Lots le regarda fixement. Au bout d’un instant il eut un rire rauque.

— J’crois pas que j’pourrais en sortir une comme ça si j’avais ce que tu as. D’acc, prends un Coca ou quelque chose. Je me commande du gin.

Ces heures-là passèrent comme en rampant. La conversation cessa après qu’on eut apporté à manger. Lots proposa une partie de poker, offrit de lui apprendre, changea d’avis en voyant que les doigts maladroits de Howson n’arrivaient pas à donner une carte à la fois. Gêné, Howson proposa une partie d’échecs ou de dames, mais ça n’intéressait pas Lots.

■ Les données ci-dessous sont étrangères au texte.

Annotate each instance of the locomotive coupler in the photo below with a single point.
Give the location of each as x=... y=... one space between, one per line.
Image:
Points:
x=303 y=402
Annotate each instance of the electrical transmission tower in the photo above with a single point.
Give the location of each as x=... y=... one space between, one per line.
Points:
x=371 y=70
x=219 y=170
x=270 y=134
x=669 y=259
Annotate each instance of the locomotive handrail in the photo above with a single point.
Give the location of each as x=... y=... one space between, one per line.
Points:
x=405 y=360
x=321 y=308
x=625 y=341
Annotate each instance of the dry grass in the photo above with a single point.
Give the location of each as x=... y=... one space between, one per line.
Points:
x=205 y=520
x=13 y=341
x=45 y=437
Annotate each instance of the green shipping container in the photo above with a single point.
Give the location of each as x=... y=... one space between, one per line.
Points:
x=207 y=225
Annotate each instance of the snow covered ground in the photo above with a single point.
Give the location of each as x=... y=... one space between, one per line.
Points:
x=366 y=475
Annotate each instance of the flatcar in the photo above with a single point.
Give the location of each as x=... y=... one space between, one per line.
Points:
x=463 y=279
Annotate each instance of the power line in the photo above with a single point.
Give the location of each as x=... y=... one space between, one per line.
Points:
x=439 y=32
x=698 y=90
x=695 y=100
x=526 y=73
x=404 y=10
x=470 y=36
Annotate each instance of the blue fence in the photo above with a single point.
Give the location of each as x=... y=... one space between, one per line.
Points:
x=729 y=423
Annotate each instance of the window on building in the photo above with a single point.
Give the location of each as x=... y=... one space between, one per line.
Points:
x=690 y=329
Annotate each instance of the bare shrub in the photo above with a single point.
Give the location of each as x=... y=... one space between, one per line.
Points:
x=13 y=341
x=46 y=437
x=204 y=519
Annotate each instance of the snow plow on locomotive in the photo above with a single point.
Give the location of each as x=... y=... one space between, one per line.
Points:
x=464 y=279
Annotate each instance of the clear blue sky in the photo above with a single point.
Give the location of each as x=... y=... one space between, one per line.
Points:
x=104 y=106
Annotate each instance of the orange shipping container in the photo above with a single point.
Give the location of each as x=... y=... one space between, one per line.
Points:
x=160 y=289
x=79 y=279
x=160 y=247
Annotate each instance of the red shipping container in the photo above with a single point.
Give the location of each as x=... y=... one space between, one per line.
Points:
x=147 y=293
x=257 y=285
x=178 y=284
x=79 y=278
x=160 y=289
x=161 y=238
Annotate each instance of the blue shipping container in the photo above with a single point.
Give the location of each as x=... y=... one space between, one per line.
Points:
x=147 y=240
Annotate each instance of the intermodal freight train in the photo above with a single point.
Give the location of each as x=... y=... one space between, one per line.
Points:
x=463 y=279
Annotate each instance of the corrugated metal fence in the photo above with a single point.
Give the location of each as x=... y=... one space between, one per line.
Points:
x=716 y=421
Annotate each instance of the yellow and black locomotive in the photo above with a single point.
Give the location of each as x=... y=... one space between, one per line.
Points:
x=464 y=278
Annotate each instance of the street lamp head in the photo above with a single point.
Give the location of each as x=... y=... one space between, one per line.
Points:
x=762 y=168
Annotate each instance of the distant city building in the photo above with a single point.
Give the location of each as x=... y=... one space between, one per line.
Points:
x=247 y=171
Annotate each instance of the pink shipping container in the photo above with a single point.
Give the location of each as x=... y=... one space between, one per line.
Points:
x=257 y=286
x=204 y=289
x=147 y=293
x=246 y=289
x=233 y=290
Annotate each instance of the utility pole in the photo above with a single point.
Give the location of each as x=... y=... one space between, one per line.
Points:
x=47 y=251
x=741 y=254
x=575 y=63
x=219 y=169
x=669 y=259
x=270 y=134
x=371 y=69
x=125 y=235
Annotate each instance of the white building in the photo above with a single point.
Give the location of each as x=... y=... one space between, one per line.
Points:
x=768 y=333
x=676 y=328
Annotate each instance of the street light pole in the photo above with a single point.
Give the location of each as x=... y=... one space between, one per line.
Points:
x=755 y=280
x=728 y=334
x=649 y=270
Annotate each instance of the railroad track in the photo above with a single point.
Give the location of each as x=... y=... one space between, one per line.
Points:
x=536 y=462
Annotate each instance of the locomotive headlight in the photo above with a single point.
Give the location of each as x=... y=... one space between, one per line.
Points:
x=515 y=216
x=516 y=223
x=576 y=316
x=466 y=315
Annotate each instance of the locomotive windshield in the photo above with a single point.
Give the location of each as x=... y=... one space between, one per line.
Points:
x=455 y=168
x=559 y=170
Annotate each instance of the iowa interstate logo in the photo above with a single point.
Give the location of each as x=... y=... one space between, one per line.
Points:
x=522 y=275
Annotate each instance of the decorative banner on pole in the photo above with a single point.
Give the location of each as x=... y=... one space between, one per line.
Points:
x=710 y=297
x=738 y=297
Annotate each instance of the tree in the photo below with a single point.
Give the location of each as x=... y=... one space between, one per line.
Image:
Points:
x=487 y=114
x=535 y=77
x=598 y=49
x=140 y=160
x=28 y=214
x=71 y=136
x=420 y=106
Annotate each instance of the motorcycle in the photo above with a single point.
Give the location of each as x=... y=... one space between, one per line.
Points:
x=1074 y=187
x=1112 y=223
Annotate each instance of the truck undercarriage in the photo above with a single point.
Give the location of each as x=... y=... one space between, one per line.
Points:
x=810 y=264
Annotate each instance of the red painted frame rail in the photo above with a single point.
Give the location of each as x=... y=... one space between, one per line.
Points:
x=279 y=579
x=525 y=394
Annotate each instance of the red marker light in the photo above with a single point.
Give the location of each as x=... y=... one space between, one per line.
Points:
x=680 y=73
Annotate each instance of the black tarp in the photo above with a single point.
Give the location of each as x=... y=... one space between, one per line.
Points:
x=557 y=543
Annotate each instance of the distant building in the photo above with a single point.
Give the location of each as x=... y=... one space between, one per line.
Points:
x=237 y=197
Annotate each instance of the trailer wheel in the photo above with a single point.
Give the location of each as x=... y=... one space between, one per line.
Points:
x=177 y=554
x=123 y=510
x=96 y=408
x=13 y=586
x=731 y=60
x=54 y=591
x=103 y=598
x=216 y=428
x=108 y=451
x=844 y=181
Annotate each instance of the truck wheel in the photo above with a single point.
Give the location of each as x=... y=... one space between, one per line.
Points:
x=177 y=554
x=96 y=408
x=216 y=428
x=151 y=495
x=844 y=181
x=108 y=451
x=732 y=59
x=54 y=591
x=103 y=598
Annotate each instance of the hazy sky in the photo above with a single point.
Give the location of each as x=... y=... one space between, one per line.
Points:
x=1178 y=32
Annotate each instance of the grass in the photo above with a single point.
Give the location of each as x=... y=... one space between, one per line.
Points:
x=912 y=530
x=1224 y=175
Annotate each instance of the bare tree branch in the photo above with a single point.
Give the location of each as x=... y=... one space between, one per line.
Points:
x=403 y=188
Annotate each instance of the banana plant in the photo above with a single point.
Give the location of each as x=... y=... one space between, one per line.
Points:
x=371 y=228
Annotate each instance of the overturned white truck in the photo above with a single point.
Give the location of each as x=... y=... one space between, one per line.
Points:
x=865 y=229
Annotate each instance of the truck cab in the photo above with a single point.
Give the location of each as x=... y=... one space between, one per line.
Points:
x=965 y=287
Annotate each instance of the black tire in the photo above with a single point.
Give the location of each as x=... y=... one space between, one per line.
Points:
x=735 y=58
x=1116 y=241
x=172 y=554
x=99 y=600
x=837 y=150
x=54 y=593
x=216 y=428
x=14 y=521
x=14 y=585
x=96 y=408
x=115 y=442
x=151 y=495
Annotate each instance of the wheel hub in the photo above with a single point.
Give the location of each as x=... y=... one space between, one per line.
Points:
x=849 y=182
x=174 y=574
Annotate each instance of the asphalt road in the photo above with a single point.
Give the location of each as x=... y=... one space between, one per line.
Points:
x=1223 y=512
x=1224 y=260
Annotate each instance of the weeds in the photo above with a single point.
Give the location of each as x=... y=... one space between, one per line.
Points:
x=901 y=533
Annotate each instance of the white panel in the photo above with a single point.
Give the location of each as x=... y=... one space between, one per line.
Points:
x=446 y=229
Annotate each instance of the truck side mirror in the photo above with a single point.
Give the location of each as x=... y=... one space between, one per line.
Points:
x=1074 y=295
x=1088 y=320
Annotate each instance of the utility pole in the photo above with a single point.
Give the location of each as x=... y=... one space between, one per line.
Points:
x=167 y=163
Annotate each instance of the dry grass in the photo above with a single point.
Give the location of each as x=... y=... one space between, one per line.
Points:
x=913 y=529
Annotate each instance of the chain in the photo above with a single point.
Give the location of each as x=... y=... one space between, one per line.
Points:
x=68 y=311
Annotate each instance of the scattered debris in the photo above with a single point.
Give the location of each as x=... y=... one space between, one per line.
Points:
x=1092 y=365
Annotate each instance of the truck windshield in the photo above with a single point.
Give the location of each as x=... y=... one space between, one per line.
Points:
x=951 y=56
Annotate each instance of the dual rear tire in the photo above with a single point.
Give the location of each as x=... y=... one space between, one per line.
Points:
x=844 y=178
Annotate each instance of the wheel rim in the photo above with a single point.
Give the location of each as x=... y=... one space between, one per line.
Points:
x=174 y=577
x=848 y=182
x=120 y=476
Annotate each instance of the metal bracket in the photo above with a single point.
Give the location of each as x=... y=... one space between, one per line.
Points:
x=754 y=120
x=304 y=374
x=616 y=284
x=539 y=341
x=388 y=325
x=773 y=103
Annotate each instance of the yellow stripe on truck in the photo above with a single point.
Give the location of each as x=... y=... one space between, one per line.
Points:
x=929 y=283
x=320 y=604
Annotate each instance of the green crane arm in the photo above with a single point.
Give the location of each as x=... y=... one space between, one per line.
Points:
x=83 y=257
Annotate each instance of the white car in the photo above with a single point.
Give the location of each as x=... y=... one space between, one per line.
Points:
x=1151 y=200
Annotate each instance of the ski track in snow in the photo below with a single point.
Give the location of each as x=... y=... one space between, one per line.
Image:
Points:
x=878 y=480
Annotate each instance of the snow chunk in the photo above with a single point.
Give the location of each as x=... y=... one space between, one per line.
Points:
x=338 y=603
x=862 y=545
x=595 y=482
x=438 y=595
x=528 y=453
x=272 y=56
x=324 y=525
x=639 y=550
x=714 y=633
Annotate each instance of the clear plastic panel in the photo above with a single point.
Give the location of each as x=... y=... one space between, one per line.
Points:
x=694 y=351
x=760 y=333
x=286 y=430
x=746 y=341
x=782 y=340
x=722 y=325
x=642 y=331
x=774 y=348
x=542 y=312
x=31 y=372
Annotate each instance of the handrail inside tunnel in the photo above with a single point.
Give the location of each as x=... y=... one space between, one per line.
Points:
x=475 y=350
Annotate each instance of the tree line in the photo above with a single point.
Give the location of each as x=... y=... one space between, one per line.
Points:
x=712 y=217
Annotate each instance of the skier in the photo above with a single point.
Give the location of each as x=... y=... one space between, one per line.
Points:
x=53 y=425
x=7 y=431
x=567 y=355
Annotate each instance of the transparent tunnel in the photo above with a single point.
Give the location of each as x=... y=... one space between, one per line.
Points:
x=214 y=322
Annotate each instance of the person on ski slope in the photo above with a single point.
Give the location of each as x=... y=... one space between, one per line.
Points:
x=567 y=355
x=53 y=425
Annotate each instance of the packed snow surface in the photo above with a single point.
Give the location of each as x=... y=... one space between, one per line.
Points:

Finalement la porte s’ouvrit et Dingus passa la tête.

— Magne-toi, Lots ! Le mec est propre, à ce qu’il semble. On file au Black Wharf.

Howson entreprit automatiquement de se mettre sur pied. Dingus l’arrêta d’un geste sec.

— T’attends ici. Tordu ! Hampton est dur à contenter, et ça fait un bail d’ici deux heures du matin.

Resté seul, cela semblait un siècle. Enfin, un peu après minuit, il tomba de sa chaise et s’assoupit. Il ne savait pas combien de temps il avait dormi quand la porte en s’ouvrant le réveilla en sursaut. Ses yeux rougis distinguèrent Le Serpent, et Lots et Dingus et Col-de-Chemise qui le suivaient. Aussitôt il sut qu’il avait gagné son pari.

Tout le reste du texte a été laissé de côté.